I started reading Jazz by Toni Morrison a while back but haven't had the time to finish reading it. Classes have started so the only things I really read are my textbooks and study guides.
 
Reaper Man by Terry Pratchett..

And I just got e-books for just about every Battletech novel for my pulp Sci-Fi fix.
 
After posting here a little bit ago I realized just how long it had been since I last read any good fiction, so I just ordered two novels by China Mieville which I hope are good. Kraken and Railsea. Kinda steampunk-sounding but who knows.
 
And since yesterday: A dance with dragons.

THANKS god! I had the translated copies first and while the first books were gorgeous the translation of the last Martin SUCKED. So bad I couldnt read it. But now I have the original and am so happy!
 
I have a terrible habit of reading three ot four books simultaneously: "this is my living room book," I'll say, "and this is the book I'm reading in bed because I forgot my book in the living room, and this is the emergency back-up book in my car, and..."

I suspect I'm not alone in this. :)

Anyway, I'm currently reading Consider Your Options, which is an introductory text about equity compensation plans. And Carl Sagan's Pale Blue Dot. And Hammer Down by Moira Rogers. And a book of Norse myths whose title escapes me at the moment. And Pride and Prejudice, using an app that sends 2 - 3 chapters to my phone each day.

Focus? I don't needno stinking focus!
 
We have two cars, so I have a book for each. One car has Titus Groan, the other Bacchus and Civic Order: The Culture of Drink in Early Modern Germany the Culture of Drink in Early Modern Germany.

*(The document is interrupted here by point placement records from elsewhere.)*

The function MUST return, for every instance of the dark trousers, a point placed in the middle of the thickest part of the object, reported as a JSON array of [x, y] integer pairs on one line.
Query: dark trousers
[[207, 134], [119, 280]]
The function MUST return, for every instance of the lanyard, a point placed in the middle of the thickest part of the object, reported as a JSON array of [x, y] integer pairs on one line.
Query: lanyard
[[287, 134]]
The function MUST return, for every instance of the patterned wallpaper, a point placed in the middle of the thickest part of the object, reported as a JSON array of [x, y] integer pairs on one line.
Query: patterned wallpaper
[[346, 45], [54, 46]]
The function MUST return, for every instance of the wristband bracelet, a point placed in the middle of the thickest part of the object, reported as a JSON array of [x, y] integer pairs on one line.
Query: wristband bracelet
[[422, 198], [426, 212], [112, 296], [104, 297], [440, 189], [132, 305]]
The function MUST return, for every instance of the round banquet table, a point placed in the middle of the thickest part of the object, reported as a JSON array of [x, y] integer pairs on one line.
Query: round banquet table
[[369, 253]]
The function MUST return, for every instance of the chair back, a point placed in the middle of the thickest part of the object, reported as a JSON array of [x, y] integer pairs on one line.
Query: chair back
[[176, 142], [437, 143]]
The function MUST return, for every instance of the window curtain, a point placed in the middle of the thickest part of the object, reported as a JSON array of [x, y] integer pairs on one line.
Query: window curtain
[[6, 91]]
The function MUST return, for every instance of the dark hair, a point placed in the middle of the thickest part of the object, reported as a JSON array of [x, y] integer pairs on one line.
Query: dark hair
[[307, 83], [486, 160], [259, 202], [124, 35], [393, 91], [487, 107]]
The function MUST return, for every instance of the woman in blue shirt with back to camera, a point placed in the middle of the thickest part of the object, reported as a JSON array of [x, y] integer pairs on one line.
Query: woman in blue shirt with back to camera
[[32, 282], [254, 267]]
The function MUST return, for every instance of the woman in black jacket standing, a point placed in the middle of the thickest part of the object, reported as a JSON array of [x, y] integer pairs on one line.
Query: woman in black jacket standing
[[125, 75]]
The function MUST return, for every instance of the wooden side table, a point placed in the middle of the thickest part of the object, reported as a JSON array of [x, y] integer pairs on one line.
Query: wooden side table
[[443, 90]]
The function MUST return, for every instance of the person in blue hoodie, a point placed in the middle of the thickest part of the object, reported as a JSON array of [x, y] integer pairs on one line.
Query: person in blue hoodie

I generally have one or two books that I read at work, I recently just finished Ghost Brigade, so I need to pick a new one for work.

Then I have three books for the bathroom:
Crusader Warfare Volume 1 Byzantium, Western Europe and the Battle for the Holy Land
Space Chronicles: Facing the Ultimate Frontier
Guerrillas and Generals: The Dirty War in Argentina

On my night stand I have:
The Spanish Holocaust: Inquisition and Extermination in Twentieth-Century Spain
Northwest of Earth: The Complete Northwest Smith
Tales of the Dying Earth

In the living room I have:
Cities Under Siege: The New Military Urbanism
The Swords of Lankhmar
The Artillery of the Dukes of Burgundy, 1363-1477

And this has nothing on the books currently shelved tell I pick them back up again, such as Midnight Tides, Fourth Crusade: The Conquest of Constantinople or The Sagas of Icelanders. To only name a few.

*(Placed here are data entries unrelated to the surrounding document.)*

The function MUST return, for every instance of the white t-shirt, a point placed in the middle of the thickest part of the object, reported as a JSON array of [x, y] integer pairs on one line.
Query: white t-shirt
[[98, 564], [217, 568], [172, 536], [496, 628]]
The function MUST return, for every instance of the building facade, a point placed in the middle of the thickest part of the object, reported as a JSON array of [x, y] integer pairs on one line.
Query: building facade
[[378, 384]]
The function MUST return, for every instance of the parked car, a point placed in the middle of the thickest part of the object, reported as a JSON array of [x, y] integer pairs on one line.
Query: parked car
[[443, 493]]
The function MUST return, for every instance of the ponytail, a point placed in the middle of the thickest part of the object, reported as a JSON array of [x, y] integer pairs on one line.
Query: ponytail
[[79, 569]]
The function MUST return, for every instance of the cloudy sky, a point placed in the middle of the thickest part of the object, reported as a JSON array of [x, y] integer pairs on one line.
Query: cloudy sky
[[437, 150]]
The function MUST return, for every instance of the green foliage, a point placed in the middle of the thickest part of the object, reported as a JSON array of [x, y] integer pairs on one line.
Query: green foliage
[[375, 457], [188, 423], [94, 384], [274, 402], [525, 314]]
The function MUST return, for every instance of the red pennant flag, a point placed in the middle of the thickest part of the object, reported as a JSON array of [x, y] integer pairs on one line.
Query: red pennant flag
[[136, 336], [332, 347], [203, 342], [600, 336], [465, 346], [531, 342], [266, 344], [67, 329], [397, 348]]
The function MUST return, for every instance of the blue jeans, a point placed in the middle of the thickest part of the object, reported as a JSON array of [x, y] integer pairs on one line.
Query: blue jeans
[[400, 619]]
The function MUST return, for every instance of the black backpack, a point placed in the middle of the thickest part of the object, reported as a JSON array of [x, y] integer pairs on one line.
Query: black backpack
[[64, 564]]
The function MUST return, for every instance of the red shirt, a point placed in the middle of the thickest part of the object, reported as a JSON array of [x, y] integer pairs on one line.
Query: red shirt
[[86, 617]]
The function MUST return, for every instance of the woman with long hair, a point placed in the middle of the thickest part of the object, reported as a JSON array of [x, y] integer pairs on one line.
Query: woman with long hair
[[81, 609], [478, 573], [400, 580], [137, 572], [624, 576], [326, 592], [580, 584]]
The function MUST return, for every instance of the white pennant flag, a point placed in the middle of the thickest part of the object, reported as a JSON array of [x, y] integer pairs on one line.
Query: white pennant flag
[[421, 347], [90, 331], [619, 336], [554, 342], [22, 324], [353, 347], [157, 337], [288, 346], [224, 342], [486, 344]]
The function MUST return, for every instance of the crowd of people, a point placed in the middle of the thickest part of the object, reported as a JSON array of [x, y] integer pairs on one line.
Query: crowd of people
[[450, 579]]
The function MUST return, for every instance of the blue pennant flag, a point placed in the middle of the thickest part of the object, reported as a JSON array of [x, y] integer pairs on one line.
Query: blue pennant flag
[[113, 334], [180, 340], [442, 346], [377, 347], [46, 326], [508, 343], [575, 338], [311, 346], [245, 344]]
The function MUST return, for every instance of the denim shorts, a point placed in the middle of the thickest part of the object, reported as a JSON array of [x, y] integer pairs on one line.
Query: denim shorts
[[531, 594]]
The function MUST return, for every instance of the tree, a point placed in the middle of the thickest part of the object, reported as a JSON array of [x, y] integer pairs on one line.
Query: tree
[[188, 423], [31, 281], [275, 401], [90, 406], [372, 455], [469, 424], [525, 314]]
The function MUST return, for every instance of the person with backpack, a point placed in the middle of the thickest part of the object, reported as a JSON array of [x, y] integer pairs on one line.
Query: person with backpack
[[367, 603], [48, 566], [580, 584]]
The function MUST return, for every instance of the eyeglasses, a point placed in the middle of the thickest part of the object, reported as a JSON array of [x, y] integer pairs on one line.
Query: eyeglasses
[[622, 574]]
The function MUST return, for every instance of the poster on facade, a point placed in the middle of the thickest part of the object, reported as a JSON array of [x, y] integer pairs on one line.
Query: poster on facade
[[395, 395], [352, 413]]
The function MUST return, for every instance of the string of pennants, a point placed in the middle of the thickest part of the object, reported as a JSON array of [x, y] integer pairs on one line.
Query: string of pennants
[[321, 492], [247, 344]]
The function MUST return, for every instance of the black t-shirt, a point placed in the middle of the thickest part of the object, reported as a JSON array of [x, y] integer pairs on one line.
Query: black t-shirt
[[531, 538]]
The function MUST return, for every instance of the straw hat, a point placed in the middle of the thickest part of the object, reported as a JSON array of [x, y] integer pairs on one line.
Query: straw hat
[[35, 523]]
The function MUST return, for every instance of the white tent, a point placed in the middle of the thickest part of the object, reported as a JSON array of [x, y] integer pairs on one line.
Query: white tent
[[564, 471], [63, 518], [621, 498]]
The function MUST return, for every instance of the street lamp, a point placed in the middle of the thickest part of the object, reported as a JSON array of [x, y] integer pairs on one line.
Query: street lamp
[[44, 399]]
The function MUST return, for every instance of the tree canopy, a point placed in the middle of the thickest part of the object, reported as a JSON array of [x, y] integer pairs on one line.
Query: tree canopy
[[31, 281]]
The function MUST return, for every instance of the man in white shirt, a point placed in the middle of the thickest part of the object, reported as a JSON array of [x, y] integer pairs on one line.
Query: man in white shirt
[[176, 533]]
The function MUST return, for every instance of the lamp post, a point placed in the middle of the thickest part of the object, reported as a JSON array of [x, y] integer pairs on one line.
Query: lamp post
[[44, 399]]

So yes, I read multiple books at once because I often jump books as my interests change from day to day.
 
The Alexiad by Anna Komnene.

Speaking of which, @Nihilistic_Impact, is set literally during the same time frame I think as Crusader Warfare Volume 1 Byzantium, Western Europe and the Battle for the Holy Land. Would you consider it a good read for any Byzantine historian?
 
I've not read enough of it yet to say for sure, and I have no academic backing to really declare it good or bad as well; what I will say is that from the foreword is that the author is endeavouring to present the crusades as multi-faceted events driven not just by religious furore.
 
-Observing The Erotic Imagination by Robert Stoller.
-The Fairy Tales of Hermann Hesse by Hermann Hesse.
-I'm waiting on a package from Amazon containing Tales from Both Sides of the Brain: A Life in Neuroscience by Michael S. Gazzaniga.
 
Custer's Trials: A Life on the Frontier of a New America by TJ Stiles.

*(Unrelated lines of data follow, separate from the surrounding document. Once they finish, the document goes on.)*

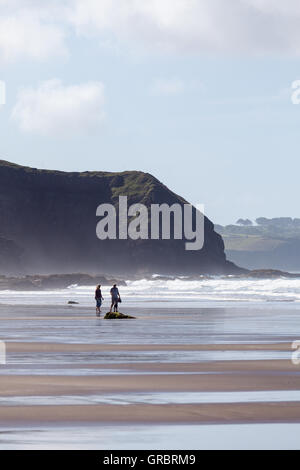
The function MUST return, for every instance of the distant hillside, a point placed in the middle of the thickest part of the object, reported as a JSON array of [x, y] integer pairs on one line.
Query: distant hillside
[[48, 225], [270, 243]]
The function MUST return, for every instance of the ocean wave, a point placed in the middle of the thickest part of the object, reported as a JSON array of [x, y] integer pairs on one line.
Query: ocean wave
[[172, 290]]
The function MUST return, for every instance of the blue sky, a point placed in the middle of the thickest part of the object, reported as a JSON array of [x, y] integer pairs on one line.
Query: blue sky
[[196, 94]]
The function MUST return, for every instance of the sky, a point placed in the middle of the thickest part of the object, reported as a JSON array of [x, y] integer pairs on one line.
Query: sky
[[196, 92]]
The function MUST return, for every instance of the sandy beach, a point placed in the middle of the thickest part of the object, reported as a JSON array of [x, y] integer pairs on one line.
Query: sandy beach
[[112, 379]]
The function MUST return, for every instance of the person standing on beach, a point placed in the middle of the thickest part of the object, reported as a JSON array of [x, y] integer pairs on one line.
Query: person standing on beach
[[98, 298], [115, 297]]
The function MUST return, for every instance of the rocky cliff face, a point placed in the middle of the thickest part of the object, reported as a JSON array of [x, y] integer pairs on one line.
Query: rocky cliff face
[[49, 218]]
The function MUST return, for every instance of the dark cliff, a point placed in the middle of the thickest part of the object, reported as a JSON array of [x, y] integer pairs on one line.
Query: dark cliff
[[48, 224]]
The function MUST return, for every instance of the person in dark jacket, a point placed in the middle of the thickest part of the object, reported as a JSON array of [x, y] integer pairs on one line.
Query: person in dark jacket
[[98, 298], [115, 298]]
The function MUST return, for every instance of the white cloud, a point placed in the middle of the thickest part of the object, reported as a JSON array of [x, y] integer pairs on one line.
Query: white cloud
[[36, 29], [29, 31], [233, 26], [54, 109], [167, 86]]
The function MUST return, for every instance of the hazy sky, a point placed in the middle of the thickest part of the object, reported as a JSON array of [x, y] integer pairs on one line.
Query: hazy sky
[[196, 92]]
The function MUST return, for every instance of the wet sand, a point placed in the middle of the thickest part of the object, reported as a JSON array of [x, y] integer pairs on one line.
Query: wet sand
[[156, 353]]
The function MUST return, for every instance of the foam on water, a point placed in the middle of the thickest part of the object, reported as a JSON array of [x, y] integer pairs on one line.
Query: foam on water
[[273, 436], [175, 291]]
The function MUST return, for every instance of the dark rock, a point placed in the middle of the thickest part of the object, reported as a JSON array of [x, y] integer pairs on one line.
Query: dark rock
[[117, 316], [51, 217]]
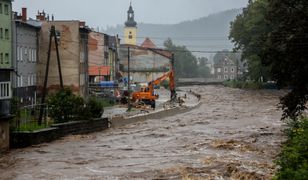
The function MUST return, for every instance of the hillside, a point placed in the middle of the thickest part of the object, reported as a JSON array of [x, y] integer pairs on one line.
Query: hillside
[[204, 34]]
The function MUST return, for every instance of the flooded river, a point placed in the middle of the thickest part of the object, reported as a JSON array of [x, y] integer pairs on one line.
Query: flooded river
[[233, 134]]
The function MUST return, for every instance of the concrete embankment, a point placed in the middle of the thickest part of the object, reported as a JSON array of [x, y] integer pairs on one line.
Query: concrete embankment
[[119, 121]]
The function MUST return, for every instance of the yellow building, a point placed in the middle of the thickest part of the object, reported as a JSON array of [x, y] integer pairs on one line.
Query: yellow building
[[130, 29]]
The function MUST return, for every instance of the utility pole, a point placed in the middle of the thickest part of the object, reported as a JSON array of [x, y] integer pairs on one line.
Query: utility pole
[[128, 74], [52, 35]]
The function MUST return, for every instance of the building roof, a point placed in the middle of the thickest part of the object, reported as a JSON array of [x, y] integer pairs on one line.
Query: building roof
[[148, 43], [99, 70]]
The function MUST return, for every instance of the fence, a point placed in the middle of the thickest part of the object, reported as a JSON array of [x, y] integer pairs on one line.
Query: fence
[[27, 118]]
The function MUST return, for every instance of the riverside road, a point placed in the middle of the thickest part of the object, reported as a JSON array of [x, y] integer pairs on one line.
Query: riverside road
[[233, 134]]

Oh, and I am rereading: "Option volatility and pricing strategies"
 
I'm finishing Half the World by Joe Abercrombie later today, and if Brand and Thorn don't get together I'm going to boycott future Abercrombie books.....Not really, but still. I love grim dark as much as the next guy, but come on Abercrombie let people be happy for once. Even if it's a little bit. Still Half the World like his other works is amazing, regardless of the Shattered Sea trilogy being for "Young Adults".
 
Working on Half A War now and man does Abercrombie know how to pull at my heart strings. I'm just glad Brand and Thorn got together in the end. Here's to hoping the same for Rin and Koll, along with Raith and Skara. I'm not ashamed to say I have a soft spot for romance.

Edit - Fucking Abercrombie. I won't spoil it for potential future readers, but I'm not to happy with what just happened.